Despite that increase, Manitoba Finance Minister Cameron Friesen says that's a "challenge" for the province.

He says the two levels of government agree on broad principles, but Manitoba needs more time to decide whether it would be better off under the federal framework or whether it should create its own framework.

"We know that this has never been about revenue generation, this is about the ability that we have to cover our costs. At that revenue-sharing agreement, it means we have more work to do," Friesen said. 

"We simply need more time now to go back to our jurisdiction to understand what this means."

He says this wouldn't affect the July 1 deadline for the sale of legalized marijuana in Manitoba.

In anticipation of legalization, the federal Liberal government — which has long insisted its plans were never about the money, but about keeping pot away from kids — has proposed an excise tax of $1 per gram or 10 per cent of the final retail price, whichever is higher.

Manitoba weighing options

Before the meeting, Friesen said the federal government isn't playing fair over pot proceeds and provinces deserve a bigger share of the dividends, because they shoulder most of the risks and responsibilities.

"Risks and responsibilities in areas like roadside policing and justice, health and mental health regulations" are provincial roles, he said.

Speaking to reporters after the agreement was announced, Friesen said there are still many unknown costs associated with legalized cannabis.

"I can tell you that in this room today, there wasn't a single provincial or territorial finance minister who was able to say with any certainty what the costs will be when the legalization of cannabis hits us."

Friesen also said the short deadline for implementing legalized cannabis adds additional costs to the provinces.

Manitoba would still have flexibility to set up its taxation framework if it signs on to the federal agreement, but a provincial framework would offer more freedom, Friesen said. 

The province also needs more information about how the federal government plans to use its share of the revenue from the marijuana tax, as well as the GST that will also be applied pot sales, he said. Issues such border security and the impact on cross-border trade remain to be discussed, he said.

"It is important for the federal government to give an accounting of where those revenues will be applied for public safety, for addressing the issues of trade and all of these things. It is exactly that discussion that we could not conclude today. It's why we need more time on the clock."

Money to cities

Federal politicians had said they were ready to sweeten the pot so long as the earmarked money goes to municipalities and not provincial coffers. The Federation of Canadian Municipalities says a third of the revenues should be earmarked for cities and municipalities to deal with administrative and policing costs. 

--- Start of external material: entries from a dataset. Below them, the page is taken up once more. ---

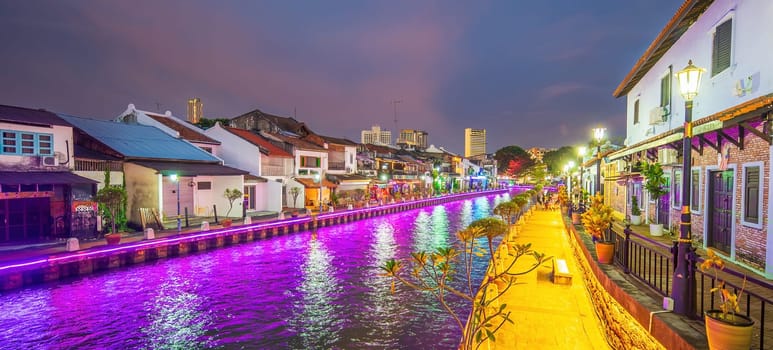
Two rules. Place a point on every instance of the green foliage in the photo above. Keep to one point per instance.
(231, 194)
(431, 272)
(112, 198)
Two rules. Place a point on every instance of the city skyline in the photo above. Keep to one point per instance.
(343, 70)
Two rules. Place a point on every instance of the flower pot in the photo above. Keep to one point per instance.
(605, 251)
(113, 238)
(576, 218)
(728, 334)
(656, 230)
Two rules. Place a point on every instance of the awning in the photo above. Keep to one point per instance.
(646, 145)
(309, 183)
(190, 169)
(42, 177)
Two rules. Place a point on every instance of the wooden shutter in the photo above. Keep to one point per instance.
(636, 112)
(751, 195)
(720, 55)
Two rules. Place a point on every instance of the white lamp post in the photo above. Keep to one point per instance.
(598, 135)
(683, 291)
(177, 180)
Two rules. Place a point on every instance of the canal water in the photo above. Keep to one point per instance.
(306, 290)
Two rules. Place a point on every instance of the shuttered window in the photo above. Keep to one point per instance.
(636, 112)
(751, 212)
(720, 55)
(665, 94)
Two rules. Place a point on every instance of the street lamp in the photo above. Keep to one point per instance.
(581, 153)
(175, 179)
(683, 291)
(318, 180)
(598, 135)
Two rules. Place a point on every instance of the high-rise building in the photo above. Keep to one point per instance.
(194, 110)
(410, 138)
(474, 142)
(376, 136)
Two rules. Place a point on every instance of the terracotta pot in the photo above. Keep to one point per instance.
(113, 238)
(576, 218)
(729, 335)
(605, 251)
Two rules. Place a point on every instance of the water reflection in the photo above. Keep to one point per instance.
(317, 323)
(177, 316)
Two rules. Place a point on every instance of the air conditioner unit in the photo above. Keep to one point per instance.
(658, 115)
(49, 161)
(667, 156)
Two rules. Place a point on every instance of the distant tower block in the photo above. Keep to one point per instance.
(474, 142)
(195, 110)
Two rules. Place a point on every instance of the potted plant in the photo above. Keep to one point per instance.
(112, 198)
(596, 222)
(635, 211)
(655, 184)
(725, 327)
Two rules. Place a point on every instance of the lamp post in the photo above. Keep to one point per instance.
(581, 153)
(683, 291)
(318, 180)
(598, 135)
(177, 180)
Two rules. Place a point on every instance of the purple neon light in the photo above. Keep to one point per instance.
(195, 236)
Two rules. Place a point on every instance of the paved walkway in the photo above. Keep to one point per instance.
(547, 315)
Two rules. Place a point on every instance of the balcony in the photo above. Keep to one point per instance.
(274, 170)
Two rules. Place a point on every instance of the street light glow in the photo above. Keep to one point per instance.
(689, 80)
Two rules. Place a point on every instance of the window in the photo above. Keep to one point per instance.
(636, 112)
(676, 189)
(26, 143)
(695, 190)
(752, 202)
(249, 195)
(721, 47)
(310, 162)
(665, 93)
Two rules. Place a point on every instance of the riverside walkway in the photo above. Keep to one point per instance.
(547, 315)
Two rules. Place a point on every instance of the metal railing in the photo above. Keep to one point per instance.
(647, 261)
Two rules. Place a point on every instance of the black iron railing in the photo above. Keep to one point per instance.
(652, 263)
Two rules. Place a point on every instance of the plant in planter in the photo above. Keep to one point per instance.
(725, 327)
(112, 198)
(635, 211)
(655, 184)
(433, 273)
(231, 194)
(596, 222)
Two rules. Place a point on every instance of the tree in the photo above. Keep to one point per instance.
(432, 273)
(295, 191)
(112, 198)
(231, 194)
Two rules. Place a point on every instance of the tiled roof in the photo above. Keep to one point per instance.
(298, 143)
(29, 116)
(273, 150)
(185, 132)
(139, 141)
(685, 16)
(339, 141)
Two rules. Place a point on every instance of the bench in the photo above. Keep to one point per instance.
(561, 274)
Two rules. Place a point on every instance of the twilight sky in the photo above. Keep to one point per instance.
(532, 73)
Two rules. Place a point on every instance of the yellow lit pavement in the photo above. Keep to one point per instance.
(547, 315)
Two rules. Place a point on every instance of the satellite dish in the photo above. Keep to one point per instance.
(61, 157)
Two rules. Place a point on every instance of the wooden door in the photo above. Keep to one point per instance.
(720, 210)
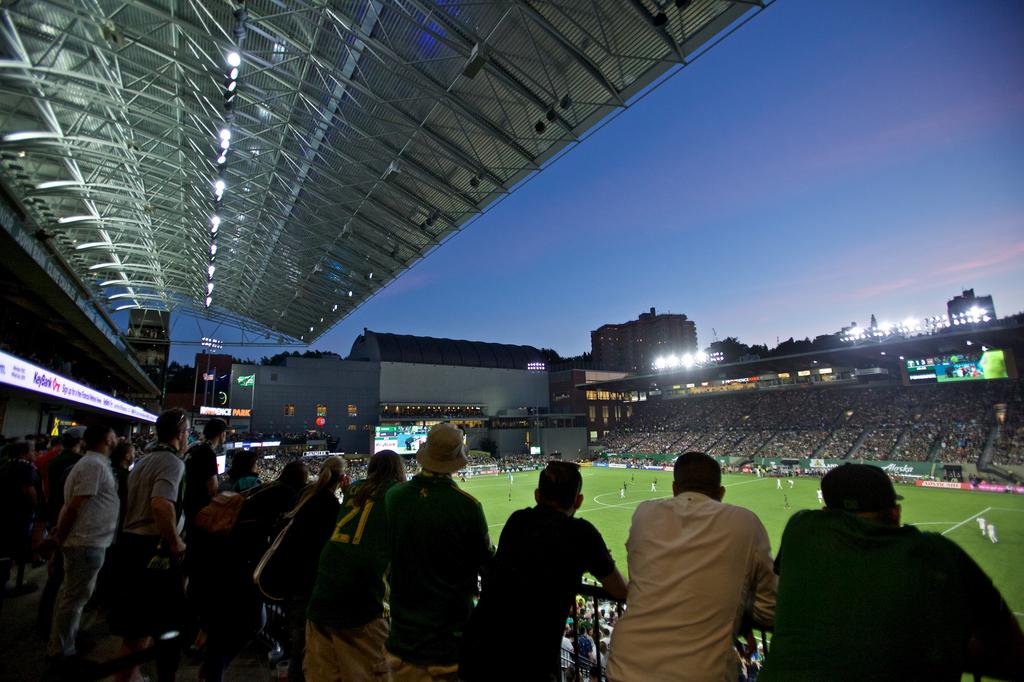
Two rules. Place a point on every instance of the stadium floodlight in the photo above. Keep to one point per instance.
(29, 135)
(77, 218)
(92, 245)
(54, 184)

Before the final agreement was announced on Monday, Winnipeg Mayor Brian Bowman said he supported that proposal.

"As you know, cities are on front lines of implementing the federal commitment to legalize cannabis across Canada," he said. "Our communities are where cannabis will be sold and consumed, and my priority is keeping Winnipeggers safe and well served."

The FCM calculated that a city of 500,000 would need to pay $3 million-$4.75 million to implement legalized pot. With a population of more than 700,000, Winnipeg's costs could exceed $5 million, Bowman said.

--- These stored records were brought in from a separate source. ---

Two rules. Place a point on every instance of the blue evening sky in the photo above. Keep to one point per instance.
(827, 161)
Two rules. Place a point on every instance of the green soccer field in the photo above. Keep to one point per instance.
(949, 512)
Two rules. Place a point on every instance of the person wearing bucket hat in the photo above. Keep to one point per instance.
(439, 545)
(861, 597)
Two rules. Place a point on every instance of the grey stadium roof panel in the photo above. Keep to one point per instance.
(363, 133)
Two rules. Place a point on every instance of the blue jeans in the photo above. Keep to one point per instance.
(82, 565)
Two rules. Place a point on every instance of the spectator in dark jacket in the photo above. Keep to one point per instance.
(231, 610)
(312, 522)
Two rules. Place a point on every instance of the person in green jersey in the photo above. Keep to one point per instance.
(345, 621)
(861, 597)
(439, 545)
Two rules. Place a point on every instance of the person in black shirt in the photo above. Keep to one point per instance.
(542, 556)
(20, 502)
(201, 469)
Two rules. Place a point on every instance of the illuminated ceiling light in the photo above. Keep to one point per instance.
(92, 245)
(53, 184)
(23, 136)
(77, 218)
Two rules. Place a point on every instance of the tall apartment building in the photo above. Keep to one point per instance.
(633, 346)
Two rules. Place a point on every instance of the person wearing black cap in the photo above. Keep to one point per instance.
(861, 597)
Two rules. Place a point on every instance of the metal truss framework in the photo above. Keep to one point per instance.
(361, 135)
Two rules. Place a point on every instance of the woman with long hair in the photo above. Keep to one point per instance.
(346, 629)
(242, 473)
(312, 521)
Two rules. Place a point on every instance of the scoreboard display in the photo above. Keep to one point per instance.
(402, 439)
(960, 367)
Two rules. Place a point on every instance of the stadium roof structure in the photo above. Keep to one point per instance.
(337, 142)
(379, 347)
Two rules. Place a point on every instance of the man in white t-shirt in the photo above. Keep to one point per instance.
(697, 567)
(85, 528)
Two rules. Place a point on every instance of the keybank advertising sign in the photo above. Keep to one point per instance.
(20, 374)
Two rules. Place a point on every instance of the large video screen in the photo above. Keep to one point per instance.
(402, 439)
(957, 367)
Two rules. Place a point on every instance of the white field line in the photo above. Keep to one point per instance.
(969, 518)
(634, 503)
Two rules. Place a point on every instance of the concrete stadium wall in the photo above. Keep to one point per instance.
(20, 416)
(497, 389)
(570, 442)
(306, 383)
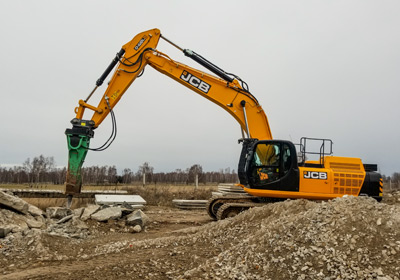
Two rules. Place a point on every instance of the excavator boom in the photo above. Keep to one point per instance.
(268, 169)
(226, 90)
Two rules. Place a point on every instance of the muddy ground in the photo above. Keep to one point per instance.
(347, 238)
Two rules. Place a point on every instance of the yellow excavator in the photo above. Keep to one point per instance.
(269, 169)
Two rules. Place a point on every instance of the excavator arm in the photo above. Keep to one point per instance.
(226, 90)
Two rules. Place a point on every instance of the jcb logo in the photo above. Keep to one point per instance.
(315, 175)
(196, 82)
(140, 43)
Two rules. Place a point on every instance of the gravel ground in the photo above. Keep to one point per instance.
(346, 238)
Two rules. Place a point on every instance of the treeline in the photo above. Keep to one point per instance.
(42, 170)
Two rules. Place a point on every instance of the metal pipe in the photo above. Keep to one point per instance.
(172, 43)
(243, 103)
(90, 95)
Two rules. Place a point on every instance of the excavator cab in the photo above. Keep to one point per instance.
(272, 164)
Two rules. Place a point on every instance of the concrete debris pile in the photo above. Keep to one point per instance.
(22, 225)
(229, 189)
(346, 238)
(189, 204)
(135, 201)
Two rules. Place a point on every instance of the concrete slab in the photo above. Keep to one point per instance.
(108, 199)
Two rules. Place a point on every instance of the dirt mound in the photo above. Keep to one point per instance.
(349, 238)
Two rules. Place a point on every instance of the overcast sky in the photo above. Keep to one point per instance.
(327, 69)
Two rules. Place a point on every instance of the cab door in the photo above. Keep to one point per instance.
(273, 166)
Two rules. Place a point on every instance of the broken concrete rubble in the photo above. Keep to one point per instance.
(110, 213)
(88, 211)
(58, 212)
(137, 218)
(13, 202)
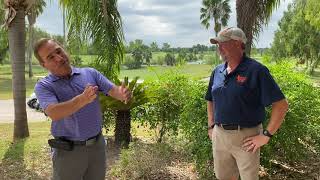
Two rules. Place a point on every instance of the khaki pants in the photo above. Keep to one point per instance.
(230, 159)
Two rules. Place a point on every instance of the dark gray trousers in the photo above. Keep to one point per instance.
(82, 163)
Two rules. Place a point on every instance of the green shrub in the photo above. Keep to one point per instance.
(142, 161)
(168, 96)
(132, 63)
(193, 125)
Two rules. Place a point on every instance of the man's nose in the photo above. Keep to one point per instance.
(58, 57)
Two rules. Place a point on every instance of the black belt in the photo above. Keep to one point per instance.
(229, 126)
(90, 141)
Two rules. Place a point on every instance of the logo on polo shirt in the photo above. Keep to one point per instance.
(241, 79)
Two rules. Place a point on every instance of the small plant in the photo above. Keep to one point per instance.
(142, 161)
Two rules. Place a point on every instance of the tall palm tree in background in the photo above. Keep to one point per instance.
(252, 15)
(35, 10)
(219, 11)
(98, 22)
(15, 22)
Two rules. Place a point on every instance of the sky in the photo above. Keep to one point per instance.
(176, 22)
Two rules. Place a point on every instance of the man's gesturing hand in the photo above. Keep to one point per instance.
(89, 94)
(125, 94)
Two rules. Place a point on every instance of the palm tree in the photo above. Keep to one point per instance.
(35, 10)
(15, 22)
(100, 23)
(252, 15)
(4, 46)
(123, 115)
(219, 11)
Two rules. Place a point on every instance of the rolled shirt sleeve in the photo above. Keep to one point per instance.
(269, 89)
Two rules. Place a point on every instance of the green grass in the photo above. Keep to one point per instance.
(146, 73)
(28, 158)
(150, 73)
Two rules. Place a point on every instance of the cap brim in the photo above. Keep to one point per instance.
(219, 39)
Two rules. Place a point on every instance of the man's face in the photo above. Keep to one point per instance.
(229, 50)
(55, 59)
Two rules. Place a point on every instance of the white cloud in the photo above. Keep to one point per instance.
(176, 22)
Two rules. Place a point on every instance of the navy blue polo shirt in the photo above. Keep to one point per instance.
(241, 96)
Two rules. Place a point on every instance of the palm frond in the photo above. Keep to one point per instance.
(139, 97)
(98, 22)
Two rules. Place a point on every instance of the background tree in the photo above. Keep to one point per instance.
(35, 10)
(147, 54)
(296, 37)
(313, 13)
(166, 47)
(170, 59)
(252, 15)
(218, 10)
(154, 47)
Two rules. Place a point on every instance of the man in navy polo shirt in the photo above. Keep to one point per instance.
(69, 96)
(238, 92)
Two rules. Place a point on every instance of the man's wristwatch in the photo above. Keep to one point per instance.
(267, 133)
(211, 127)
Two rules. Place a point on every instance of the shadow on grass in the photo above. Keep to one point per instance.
(12, 166)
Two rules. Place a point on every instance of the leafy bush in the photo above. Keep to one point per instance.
(168, 96)
(297, 137)
(300, 132)
(170, 59)
(142, 161)
(132, 63)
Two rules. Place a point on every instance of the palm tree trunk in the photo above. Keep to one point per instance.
(246, 22)
(30, 50)
(64, 26)
(123, 126)
(17, 54)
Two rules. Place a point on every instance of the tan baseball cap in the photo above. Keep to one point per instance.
(229, 34)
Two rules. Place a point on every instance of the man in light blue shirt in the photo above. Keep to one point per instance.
(69, 96)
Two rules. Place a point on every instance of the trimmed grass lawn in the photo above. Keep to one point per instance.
(147, 73)
(28, 158)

The final agreement announced on Monday did not specify how much of their share of the revenue provinces should share with municipalities. Friesen wasn't prepared Monday to put a figure on how much municipalities should receive.

"Discussion needs to be about adequate resources going to province of Manitoba, so that we would have maximum flexibility to deal with the costs that we would incur in the province, and that includes provincial and municipal costs," he said.

Friesen said he felt that the federal-provincial-territorial meeting was not the place to discuss the municipal share of the costs, and that those issues would be discussed back back home.

Other provinces sign agreement

Other ministers across the country were hoping the provinces would present a united front Monday, with B.C.'s Carole James saying Sunday she's not sure the feds should retain any portion of the excise tax.

"Before we even get to talking about sharing, we want to hear about what responsibilities the federal government's taking on to justify taking any of the percentage," James said.

Ottawa has already earmarked $274 million to support policing and border efforts related to legalization, and some of the money is to go to the provinces. But it remains to be seen if more federal commitments are on the way.

Last week, federal Finance Minister Bill Morneau told a Senate committee that Ottawa is well aware of the provincial, territorial and municipal challenges and costs associated with the federal decision to legalize pot.

Regardless of how it's divvied up, the excise tax is expected to generate as much as $1 billion per year, by one estimate from Liberal MP Bill Blair, a former Toronto police chief and the Trudeau government's point man on legalizing cannabis.